Números apontam que empresas que tratam de dados pessoais conhecem a LGPD, mas só uma fração delas se mostra preparada para cumprir as exigências.

As empresas não estão conseguindo se adequar às novas exigências relacionadas à Lei Geral de Proteção de Dados (LGPD), segundo pesquisa realizada pela RD Station, empresa de tecnologia e marketing digital.

Segundo o levantamento, 93% das quase mil empresas que participaram do estudo dizem conhecer ou pelo menos já ter ouvido falar da LGPD, mas apenas 15% se mostram prontas ou na reta final de preparação, mesmo a lei já prevendo sanções desde o dia 1º de agosto. As multas podem chegar a 2% da receita da empresa até o limite de R$ 50 milhões para companhias que não definirem protocolos claros para a proteção dos dados pessoais de consumidores e colaboradores.  

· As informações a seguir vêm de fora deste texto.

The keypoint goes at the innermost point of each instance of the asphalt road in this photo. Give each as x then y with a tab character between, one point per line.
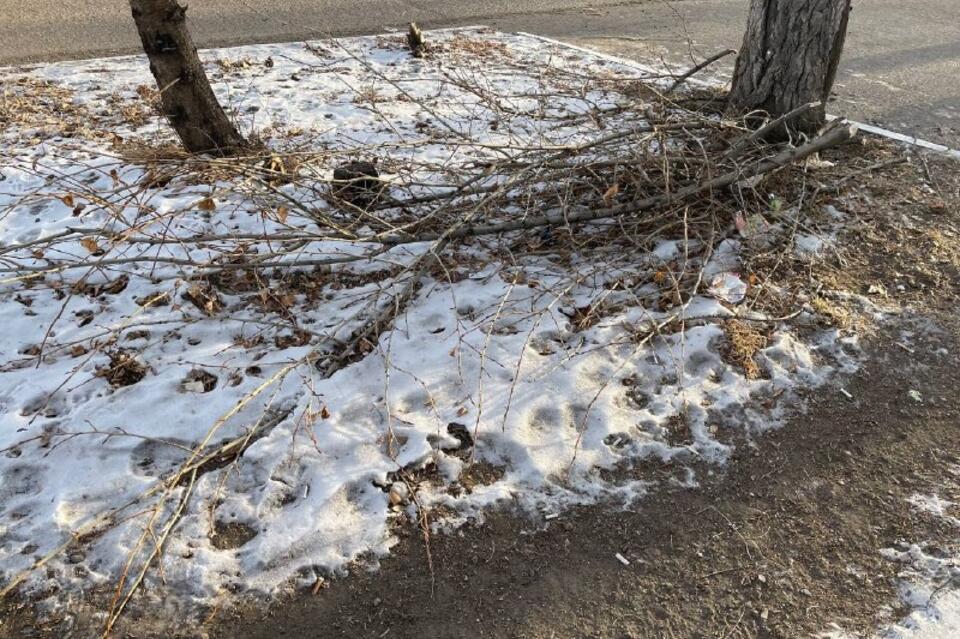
901	67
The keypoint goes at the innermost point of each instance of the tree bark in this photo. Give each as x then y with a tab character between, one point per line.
789	58
188	101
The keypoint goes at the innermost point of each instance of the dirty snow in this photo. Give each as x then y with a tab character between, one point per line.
547	403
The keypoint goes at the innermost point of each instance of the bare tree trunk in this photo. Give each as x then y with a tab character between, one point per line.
188	101
789	58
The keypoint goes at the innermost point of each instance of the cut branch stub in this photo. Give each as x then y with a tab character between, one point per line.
357	183
415	41
188	101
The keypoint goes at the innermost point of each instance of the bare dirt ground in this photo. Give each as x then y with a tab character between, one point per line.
780	544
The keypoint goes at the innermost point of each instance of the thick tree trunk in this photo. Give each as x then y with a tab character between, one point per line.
188	101
789	58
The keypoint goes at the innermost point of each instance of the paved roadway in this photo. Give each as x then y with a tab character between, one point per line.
901	68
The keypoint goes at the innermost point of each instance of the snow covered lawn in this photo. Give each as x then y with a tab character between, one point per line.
181	374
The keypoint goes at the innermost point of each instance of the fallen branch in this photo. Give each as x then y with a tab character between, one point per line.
696	69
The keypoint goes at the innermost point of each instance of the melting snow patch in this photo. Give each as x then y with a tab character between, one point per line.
135	393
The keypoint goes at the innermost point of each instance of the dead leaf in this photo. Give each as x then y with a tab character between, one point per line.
611	193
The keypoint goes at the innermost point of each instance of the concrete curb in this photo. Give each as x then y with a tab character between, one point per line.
869	128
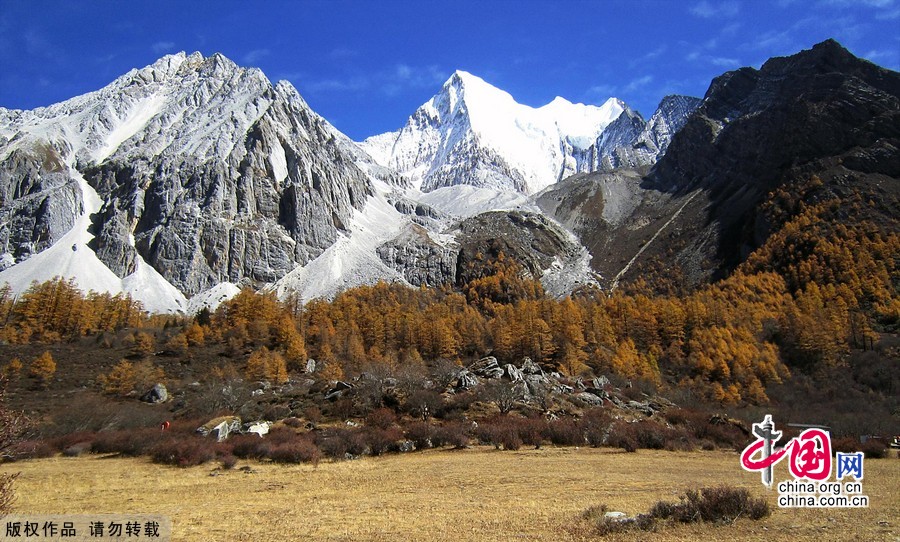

Mais de dois terços das empresas ainda não implementaram nem mesmo a primeira etapa, que é a criação de políticas de proteção de dados, aquela que deve ser incluída nos sites das companhias para explicar como as informações dos usuários são capturadas e qual uso desses dados, entre outras questões básicas exigidas pela lei. 

Outro problema que pode incidir em sanções administrativas e multas é a ausência dentro da empresa de um profissional chamado de Data Protection Officer (DPO), que tem entre uma de suas funções ser o ponto de contato entre a companhia e a Autoridade Nacional de Proteção de Dados (ANPD), responsável por fiscalizar a aplicação da lei. Toda empresa, independentemente do tamanho, deve nomear um profissional como essa função. 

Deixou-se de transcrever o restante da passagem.